IkeGPS, the unprofitable laser measurement tool maker, said it had a solid first quarter and plans to "substantially accelerate" sales of its new IKE Analyze product.
Revenue was $1.9 million in the three months ended June 30, up 48 percent on the same period in 2017, Ike said today. Some $1.7 million of that came from sales of its IKE4 product.
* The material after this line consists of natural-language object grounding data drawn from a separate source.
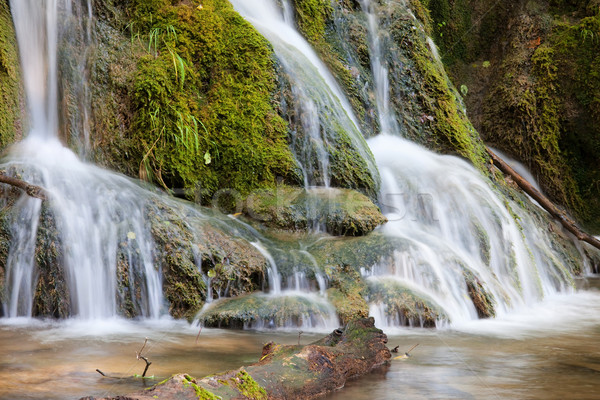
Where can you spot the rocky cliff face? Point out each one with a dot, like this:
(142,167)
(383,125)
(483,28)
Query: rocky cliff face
(529,69)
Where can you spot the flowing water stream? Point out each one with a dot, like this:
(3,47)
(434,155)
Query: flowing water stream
(446,220)
(548,352)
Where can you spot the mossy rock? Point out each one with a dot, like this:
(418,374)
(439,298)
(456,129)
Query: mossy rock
(348,293)
(428,108)
(52,296)
(12,98)
(357,252)
(193,247)
(259,310)
(482,299)
(339,211)
(404,306)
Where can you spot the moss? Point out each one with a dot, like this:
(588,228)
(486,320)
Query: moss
(202,393)
(347,293)
(11,96)
(340,211)
(312,17)
(248,387)
(403,305)
(51,297)
(451,22)
(576,49)
(482,299)
(452,128)
(258,310)
(205,115)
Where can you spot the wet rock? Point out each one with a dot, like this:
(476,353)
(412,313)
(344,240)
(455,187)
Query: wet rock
(341,212)
(192,247)
(51,298)
(403,306)
(260,310)
(287,372)
(347,293)
(483,300)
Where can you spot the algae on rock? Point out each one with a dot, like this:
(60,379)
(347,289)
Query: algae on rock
(339,211)
(12,97)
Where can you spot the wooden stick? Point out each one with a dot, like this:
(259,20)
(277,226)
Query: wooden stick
(31,190)
(546,204)
(148,363)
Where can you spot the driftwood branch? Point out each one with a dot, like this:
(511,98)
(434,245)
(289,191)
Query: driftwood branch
(140,357)
(31,190)
(286,372)
(528,188)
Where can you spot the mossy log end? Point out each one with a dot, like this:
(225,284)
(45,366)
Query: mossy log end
(286,372)
(31,190)
(557,213)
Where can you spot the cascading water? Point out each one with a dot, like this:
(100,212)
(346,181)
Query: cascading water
(320,104)
(451,230)
(451,225)
(97,213)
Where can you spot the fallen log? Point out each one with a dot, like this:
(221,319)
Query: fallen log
(543,201)
(31,190)
(286,372)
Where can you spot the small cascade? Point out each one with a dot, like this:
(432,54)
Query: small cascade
(460,248)
(97,216)
(273,273)
(387,117)
(289,305)
(323,111)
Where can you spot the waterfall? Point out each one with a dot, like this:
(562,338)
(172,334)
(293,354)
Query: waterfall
(322,108)
(451,223)
(452,230)
(98,214)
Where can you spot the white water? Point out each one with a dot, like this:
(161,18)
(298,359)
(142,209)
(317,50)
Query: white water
(97,213)
(36,25)
(387,117)
(444,216)
(450,221)
(319,101)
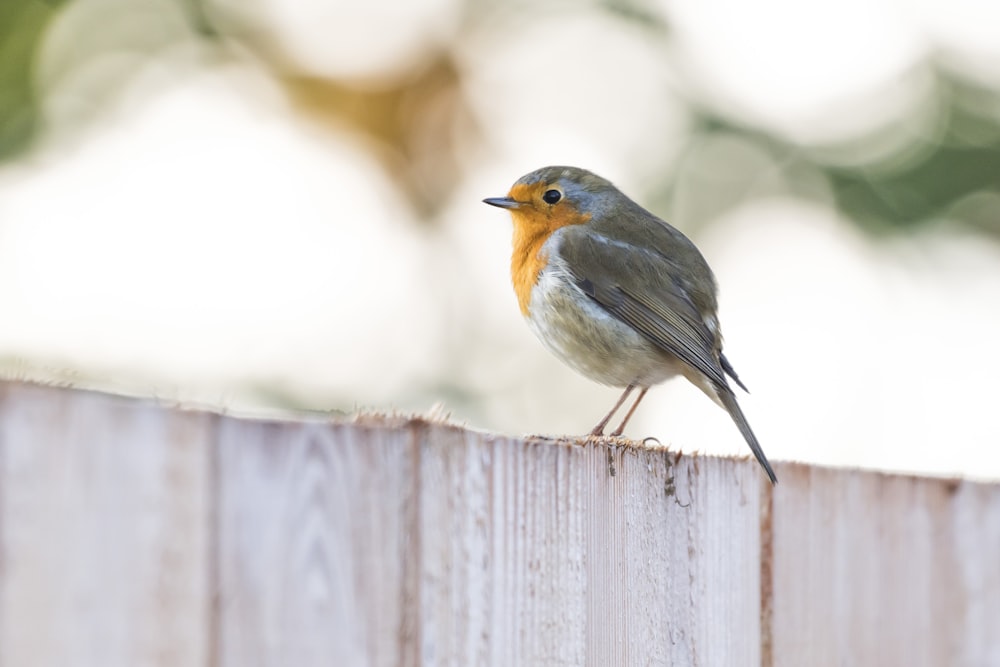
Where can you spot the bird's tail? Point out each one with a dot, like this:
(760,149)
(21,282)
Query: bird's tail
(728,399)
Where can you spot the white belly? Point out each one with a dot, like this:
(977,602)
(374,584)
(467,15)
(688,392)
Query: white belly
(591,340)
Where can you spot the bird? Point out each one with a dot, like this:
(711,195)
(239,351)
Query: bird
(617,293)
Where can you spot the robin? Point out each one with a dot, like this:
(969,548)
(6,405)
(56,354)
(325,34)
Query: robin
(615,292)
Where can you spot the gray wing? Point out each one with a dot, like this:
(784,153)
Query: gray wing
(635,285)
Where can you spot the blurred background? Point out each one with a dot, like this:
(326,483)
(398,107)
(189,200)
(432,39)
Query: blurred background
(274,205)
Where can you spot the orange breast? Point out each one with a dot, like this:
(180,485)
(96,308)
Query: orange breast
(531,230)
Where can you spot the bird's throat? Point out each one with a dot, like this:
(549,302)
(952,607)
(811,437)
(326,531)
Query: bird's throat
(527,261)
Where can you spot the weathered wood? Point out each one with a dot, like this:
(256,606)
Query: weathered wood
(885,569)
(104,533)
(137,534)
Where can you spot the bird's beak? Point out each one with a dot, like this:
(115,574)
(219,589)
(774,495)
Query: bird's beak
(502,202)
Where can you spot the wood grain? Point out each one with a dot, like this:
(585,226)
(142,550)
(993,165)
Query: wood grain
(104,533)
(138,534)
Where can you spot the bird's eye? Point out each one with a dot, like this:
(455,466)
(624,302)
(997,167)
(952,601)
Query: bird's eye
(551,196)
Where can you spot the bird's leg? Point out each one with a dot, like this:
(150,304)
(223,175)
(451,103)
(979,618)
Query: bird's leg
(599,429)
(618,431)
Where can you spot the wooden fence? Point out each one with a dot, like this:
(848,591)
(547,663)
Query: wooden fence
(138,534)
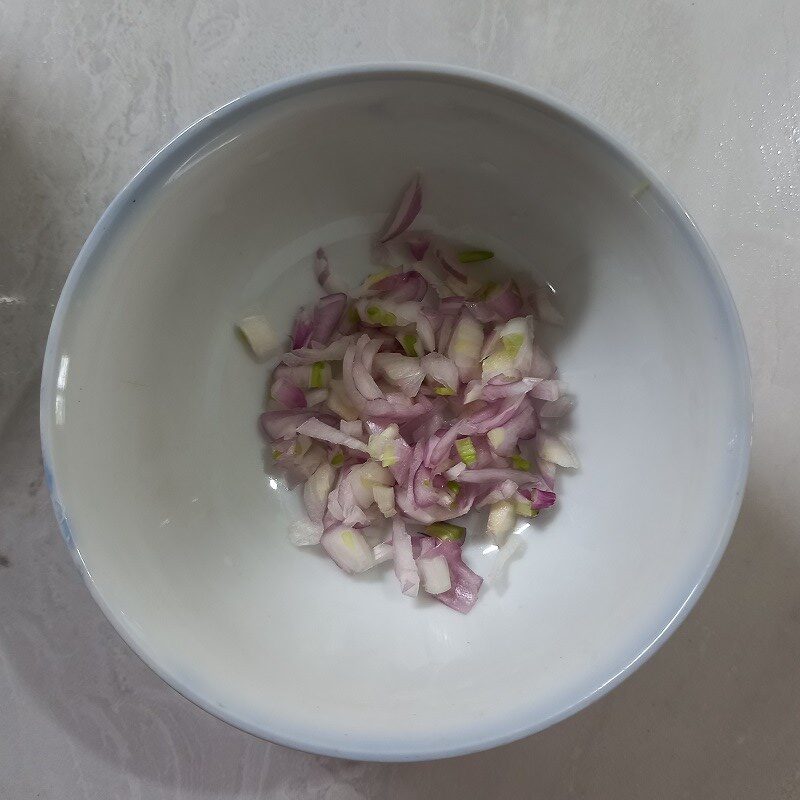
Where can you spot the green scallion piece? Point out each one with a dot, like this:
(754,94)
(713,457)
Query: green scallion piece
(409,342)
(512,344)
(520,463)
(466,451)
(446,531)
(317,374)
(468,256)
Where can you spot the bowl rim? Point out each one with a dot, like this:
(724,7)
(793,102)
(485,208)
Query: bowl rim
(188,140)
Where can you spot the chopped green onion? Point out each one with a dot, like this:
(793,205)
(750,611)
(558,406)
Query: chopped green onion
(466,451)
(512,343)
(409,342)
(467,256)
(520,463)
(446,531)
(496,437)
(524,508)
(316,378)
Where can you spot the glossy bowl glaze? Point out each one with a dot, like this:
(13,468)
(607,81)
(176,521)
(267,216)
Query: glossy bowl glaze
(149,409)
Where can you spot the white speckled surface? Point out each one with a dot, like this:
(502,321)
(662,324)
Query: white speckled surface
(708,92)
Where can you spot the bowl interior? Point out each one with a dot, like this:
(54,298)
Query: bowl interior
(150,406)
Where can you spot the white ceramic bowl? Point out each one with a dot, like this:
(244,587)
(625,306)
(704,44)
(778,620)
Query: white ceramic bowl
(149,409)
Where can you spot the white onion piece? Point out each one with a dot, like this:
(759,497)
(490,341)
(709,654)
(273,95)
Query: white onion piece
(465,346)
(339,403)
(383,552)
(441,371)
(258,333)
(402,371)
(410,205)
(316,491)
(557,408)
(405,568)
(384,497)
(351,428)
(303,533)
(502,517)
(349,549)
(435,574)
(557,450)
(381,445)
(496,437)
(421,359)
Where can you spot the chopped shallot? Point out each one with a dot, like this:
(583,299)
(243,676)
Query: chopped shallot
(414,401)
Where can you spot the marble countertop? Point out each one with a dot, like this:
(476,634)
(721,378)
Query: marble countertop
(708,92)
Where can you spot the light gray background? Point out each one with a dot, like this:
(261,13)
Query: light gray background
(707,91)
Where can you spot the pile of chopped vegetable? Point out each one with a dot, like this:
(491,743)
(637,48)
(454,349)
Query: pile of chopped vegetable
(411,402)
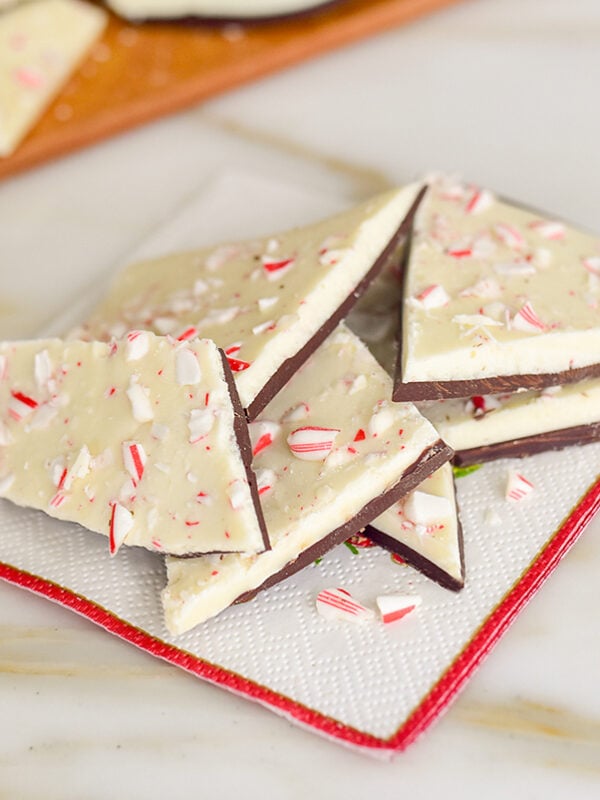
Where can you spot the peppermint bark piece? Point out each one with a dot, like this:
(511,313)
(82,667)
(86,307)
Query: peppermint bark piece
(268,303)
(331,453)
(139,440)
(487,427)
(424,529)
(41,43)
(496,298)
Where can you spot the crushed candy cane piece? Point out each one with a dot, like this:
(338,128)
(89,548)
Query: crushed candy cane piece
(548,229)
(509,235)
(187,368)
(42,369)
(296,413)
(134,459)
(121,523)
(479,405)
(238,494)
(262,435)
(423,508)
(517,486)
(393,607)
(200,423)
(138,344)
(312,443)
(381,420)
(21,405)
(527,320)
(139,397)
(265,480)
(338,604)
(275,268)
(434,296)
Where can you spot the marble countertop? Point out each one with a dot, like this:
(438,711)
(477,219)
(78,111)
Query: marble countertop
(503,92)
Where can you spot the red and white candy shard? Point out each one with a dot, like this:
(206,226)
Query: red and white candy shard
(265,481)
(312,443)
(187,368)
(139,397)
(479,405)
(262,435)
(339,605)
(274,267)
(121,523)
(527,320)
(517,486)
(134,459)
(138,344)
(425,509)
(21,405)
(393,607)
(510,236)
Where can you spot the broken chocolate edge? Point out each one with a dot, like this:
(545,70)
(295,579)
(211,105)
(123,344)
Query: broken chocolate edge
(529,445)
(427,463)
(288,367)
(242,435)
(419,561)
(499,384)
(416,391)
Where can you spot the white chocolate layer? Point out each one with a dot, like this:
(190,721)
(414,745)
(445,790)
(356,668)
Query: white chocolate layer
(41,43)
(340,388)
(234,9)
(463,425)
(128,436)
(523,292)
(429,527)
(261,301)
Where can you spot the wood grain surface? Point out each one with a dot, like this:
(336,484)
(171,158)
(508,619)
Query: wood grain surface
(138,72)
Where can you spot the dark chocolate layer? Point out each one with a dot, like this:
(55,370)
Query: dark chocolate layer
(416,391)
(240,427)
(427,463)
(499,384)
(418,560)
(530,445)
(290,366)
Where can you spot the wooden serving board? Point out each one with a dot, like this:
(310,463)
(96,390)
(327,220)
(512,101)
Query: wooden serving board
(138,72)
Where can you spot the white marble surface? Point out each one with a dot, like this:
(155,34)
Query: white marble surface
(502,91)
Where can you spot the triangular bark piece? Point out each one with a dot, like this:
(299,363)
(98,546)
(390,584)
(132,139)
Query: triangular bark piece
(331,453)
(497,298)
(268,303)
(424,529)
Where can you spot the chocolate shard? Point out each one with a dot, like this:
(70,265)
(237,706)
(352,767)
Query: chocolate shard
(530,445)
(496,298)
(427,463)
(268,303)
(424,529)
(331,451)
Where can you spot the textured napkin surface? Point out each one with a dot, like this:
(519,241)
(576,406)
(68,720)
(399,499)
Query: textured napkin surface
(369,676)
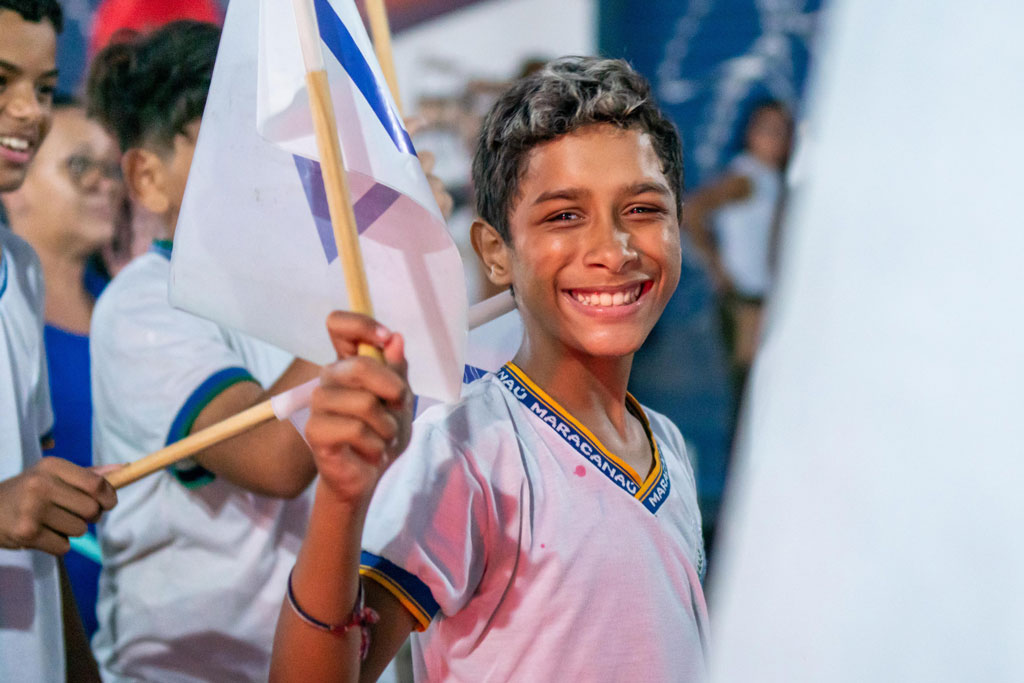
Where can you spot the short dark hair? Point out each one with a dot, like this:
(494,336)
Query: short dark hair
(564,95)
(37,10)
(146,88)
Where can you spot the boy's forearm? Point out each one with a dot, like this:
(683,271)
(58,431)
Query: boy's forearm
(325,584)
(272,459)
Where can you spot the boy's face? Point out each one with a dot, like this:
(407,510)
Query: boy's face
(594,254)
(28,79)
(71,197)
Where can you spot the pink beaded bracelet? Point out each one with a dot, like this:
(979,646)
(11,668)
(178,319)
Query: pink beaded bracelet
(361,616)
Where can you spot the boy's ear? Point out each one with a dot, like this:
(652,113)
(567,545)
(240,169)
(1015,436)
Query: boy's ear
(493,250)
(145,177)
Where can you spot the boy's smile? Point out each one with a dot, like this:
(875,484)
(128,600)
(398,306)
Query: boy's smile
(28,78)
(594,254)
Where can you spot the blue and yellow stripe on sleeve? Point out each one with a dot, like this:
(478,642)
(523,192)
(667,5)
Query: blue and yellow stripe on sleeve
(407,588)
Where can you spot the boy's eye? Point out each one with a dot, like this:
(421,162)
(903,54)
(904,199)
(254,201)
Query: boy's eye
(645,210)
(563,216)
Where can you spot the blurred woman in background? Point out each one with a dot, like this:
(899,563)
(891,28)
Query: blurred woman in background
(733,222)
(67,209)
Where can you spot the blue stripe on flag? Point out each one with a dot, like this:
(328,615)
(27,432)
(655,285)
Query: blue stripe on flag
(370,207)
(336,36)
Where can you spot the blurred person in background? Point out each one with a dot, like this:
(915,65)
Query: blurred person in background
(733,224)
(67,209)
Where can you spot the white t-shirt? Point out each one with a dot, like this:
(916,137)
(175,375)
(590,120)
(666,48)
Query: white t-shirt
(31,627)
(527,552)
(194,567)
(743,228)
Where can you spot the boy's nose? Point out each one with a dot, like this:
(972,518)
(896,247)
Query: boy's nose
(611,245)
(24,103)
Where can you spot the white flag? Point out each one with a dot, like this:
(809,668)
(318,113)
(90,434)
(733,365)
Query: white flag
(875,530)
(254,248)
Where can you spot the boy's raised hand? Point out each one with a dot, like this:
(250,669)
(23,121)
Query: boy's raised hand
(50,501)
(361,413)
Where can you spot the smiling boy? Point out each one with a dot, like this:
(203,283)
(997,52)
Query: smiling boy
(42,500)
(546,526)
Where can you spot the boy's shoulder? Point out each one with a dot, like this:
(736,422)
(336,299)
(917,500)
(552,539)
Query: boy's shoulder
(135,304)
(142,283)
(19,268)
(480,413)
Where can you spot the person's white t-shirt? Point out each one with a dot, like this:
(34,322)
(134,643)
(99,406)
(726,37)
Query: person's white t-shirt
(528,552)
(194,567)
(743,228)
(31,626)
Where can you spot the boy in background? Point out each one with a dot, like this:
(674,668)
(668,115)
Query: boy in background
(42,500)
(546,526)
(195,560)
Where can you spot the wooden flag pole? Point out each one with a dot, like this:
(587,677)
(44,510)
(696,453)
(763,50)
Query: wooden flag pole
(381,32)
(192,444)
(339,202)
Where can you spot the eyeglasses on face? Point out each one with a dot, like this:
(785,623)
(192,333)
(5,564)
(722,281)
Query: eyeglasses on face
(86,171)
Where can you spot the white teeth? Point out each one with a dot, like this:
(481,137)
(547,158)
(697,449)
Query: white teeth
(17,143)
(621,298)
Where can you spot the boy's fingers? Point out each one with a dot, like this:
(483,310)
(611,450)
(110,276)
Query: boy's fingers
(75,501)
(86,480)
(348,330)
(64,522)
(341,432)
(364,373)
(360,404)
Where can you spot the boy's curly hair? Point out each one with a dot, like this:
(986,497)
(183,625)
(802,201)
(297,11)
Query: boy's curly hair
(564,95)
(146,88)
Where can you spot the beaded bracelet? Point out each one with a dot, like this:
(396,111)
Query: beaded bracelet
(361,616)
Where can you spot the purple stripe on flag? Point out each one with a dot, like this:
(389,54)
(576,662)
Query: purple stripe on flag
(368,209)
The Wellington-based company said two pilots of IKE Analyze, which delivers pole analysis and asset reports, had been concluded successfully in the quarter, and "follow-on contract opportunities have the potential to deliver significant revenue from Q2 FY19."
Chief executive Glenn Milnes said the business's annualised run rate - a non-GAAP accounting measure commonly used by software as a service companies - was $1.2 million per month "with the potential to grow significantly." Ike had $1.2 million in cash at the end of the quarter, down from cash and equivalents of $2.6 million as at March 31, with $1.1 million in receivables, and said it is managing operating costs tightly.
Milnes said the success of the IKE Analyze pilots and the "meaningful pipeline of sales opportunities" the company has developed have created an opportunity to substantially accelerate the growth of the IKE Analyze business.
"This would require higher levels of working capital in the short term but could deliver outsize revenue and gross margin growth over and above our base FY19 plan if we are successful with this initiative," Milnes said. "More generally, usage of the IKE4 solution with target accounts continues to show that against existing work practices IKE4 increases efficiency in the field by approximately 2x and increases efficiency in the back-office by approximately 5x for make-ready engineering. This gives us confidence in the potential to continue to grow the North American market."
In the March 2018 year, Ike narrowed its net loss of $6.7 million, or 9 cents per share, from a loss of $10.6 million, or 18 cents, a year earlier. The company said at the time it expects to lift annual sales by more than 30 percent again and keep operating costs flat, leading to earnings before interest, tax, depreciation and amortisation breaking even.
The company's shares rose 1.8 percent to 58 cents and have gained 36 percent this year.